Всем телом и всем нутром охватила жуткая паника. Если я могу мыслить и вижу похожие на явь сны, значит, я ещё не умер, значит, пока ещё просто, сплю, и смерть не успела овладеть мной, как тем лейтенантом, заснувшим в ледяной тундре? Значит, мне надо, во что бы то ни стало, срочно проснуться, открыть глаза, вернуть своё сознание в реальность, пока не случилось самого страшного!!! Но как? Я изо всех сил ущипнул себя ногтями за запястье - больно, очень больно...

-- Да, Георгий Яковлевич... Я гляжу, Вы и впрямь сильно озябли в дороге, -- хозяин впервые за всё пролетевшее время деликатно и весьма вежливо улыбнулся, лукаво растягивая густые седые усы, -- Вам непременно надо отдохнуть и прийти в себя. Пройдёмте ко мне в кабинет, а там и о ночлеге подумаем.

Уже не зная, что делать, что сказать и что подумать, я молча опустил взгляд на свои мокрые сапоги, возле которых успели натечь небольшие лужицы. Нет, эта вода совсем не походила на бессознательную иллюзию потустороннего мира, в котором нет абсолютно  ничего материального. А почему, собственно, нет? Кто это видел и доказал? Кто доказал, что в том мире нет никаких ощущений? Я снова изо всех сил впился ногтем в руку, чтобы вновь почувствовать живую и самую настоящую боль. Чушь! Чушь и бред! Я живой и настоящий, я ощущаю и прекрасно помню всё, что случилось со мной до самой последней секунды! Первый, инстинктивный страх смерти улетучивался без следа, и я совершенно не понимал, что со мной происходит?
Хозяин снова убежал в темноту, вернувшись через минуту и поставив у моих ног пёстрые, блестящие золотой парчой тапочки с длинными, чуть загнутыми вверх носами.

-- Вот, не побрезгуйте, турецкий трофей.
-- Вы с турками воевали?
-- Бог миловал, -- он опять улыбнулся, -- Второй дочери муж, Павел Антиохович, в подарок привезли.

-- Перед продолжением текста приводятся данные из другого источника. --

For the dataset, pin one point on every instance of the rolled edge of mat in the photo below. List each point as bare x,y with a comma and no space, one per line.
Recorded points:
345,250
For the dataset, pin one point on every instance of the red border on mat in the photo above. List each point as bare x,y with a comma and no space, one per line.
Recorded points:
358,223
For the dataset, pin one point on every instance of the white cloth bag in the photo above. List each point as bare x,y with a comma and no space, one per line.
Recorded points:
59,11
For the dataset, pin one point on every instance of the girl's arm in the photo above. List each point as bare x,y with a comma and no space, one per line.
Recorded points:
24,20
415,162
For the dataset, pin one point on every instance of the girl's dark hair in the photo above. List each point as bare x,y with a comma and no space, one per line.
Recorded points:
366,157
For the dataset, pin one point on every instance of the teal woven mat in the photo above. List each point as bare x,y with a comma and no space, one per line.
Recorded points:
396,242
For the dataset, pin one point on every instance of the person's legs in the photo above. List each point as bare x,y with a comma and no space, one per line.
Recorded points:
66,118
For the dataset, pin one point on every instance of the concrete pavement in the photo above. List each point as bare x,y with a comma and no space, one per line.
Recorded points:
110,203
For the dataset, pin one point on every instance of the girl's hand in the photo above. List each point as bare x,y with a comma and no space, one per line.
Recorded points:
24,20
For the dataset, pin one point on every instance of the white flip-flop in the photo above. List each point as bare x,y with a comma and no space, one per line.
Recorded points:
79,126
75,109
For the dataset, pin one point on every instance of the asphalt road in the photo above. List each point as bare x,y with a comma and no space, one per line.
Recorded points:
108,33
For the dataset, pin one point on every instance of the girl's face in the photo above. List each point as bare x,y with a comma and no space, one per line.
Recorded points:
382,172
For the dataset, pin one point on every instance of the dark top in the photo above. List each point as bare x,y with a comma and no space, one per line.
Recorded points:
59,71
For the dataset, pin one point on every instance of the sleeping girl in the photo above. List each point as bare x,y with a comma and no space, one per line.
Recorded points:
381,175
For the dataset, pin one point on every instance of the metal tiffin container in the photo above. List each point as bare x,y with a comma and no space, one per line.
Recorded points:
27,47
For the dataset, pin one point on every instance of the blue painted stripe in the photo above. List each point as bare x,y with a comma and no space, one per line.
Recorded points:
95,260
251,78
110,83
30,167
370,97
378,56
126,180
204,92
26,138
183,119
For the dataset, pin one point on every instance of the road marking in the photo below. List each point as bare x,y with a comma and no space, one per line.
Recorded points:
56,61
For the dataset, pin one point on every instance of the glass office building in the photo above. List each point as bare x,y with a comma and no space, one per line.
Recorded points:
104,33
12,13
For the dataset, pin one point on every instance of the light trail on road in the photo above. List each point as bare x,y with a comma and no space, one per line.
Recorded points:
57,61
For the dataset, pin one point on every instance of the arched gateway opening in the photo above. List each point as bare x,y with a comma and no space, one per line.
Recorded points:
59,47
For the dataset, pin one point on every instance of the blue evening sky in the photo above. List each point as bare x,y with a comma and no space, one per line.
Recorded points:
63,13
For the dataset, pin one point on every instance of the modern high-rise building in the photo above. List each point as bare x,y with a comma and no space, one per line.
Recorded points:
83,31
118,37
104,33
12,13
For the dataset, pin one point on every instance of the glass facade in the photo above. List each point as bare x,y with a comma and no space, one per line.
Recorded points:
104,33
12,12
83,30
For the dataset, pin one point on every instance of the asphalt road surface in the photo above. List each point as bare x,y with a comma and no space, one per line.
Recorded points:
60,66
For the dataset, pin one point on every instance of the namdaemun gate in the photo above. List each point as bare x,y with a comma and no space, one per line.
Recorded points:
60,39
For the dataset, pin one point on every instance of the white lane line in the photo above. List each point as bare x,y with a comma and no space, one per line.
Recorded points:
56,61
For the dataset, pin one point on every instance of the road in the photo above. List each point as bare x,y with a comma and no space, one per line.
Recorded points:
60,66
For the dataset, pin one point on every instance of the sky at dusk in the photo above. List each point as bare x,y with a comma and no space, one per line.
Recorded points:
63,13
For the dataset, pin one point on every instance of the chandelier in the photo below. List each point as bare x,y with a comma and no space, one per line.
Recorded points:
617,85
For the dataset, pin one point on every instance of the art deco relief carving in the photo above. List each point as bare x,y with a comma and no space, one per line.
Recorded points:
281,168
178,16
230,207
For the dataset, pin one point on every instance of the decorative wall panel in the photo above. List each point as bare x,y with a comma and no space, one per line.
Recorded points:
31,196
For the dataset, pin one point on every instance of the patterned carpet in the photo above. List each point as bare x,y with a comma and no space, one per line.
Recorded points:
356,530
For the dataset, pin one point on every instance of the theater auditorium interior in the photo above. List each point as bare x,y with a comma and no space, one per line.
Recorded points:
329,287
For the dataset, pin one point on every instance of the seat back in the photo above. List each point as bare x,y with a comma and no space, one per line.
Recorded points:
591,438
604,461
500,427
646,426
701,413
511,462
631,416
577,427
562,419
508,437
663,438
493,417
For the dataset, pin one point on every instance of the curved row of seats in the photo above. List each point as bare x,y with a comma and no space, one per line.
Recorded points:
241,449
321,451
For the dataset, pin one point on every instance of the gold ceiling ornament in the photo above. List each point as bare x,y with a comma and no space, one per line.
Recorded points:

Лёгкие, почти невесомые то ли тапки, то ли матерчатые ботинки едва налезли на ноги, всё сильнее ставя мозги в непроходимый ступор. "Одно из двух - пациент либо жив, либо он мёртв". Вспоминая невесть откуда явившиеся слова детской сказки, я с любопытством и неослабевающим волнением последовал за хозяином, держащим перед собой массивный золочёный канделябр.

Глухо долбилось не проходящим сомнением сердце, глаза скользили по всему, что выхватывали из темноты зыбкие огоньки свечей. Скользкий, сильно навощённый деревянный пол, явно не паркетный. Сквозь тонкие подошвы турецких трофеев ощущались стыки уложенных в разбежку коротких и плотно согнанных досок. Над головой очень высокие потолки, все потолочные углы скруглены витиеватой лепниной. Простенки меж солидных, помпезных колонн затянуты тёмной, узорчатой тканью. Да, всё выглядело давно забытой музейной стариной, но всё это также легко можно было сделать и в моём, двадцать первом веке.

Хозяин остановился у высокой белой двери, осторожно, словно стараясь не шуметь отворил её узкой щёлкой.

-- Катя... Катерина.

На тихий зов выплыла из двери знакомая женщина, зябко кутая в платок покатые плечи.

-- Катя, прикажи Дуняше посушить обувь Георгия Яковлевича. Постель пусть в нижней комнате постелет, да перво-наперво натопит пожарче. Наш гость замёрз сильно, не дай Бог захворает... Софья здесь?
-- Здесь... -- женщина несколько раз утвердительно кивнула головой, выслушивая негромкие приказы.
-- Попроси к нам в кабинет чаю с малиной принесть...

Женщина начала что-то рассеянно лепетать про ещё не остывший самовар, но тут из-за двери раздался сорвавшийся на гулкий кашель молодой женский голос.

-- Папа, у нас гости?
-- Да, Лизок, -- Яков Иванович, едва услыхав вопрос, пошире распахнул дверь, -- Георгий Яковлевич, поручик, заплутал в метель.
-- Папа... По...

Показалось, что она хотела сказать "попроси", но слова снова оборвались глубоким, грудным покашливанием. Яков Иванович бросил быстрый взгляд на женщину, потом на меня и решительным кивком предложил войти.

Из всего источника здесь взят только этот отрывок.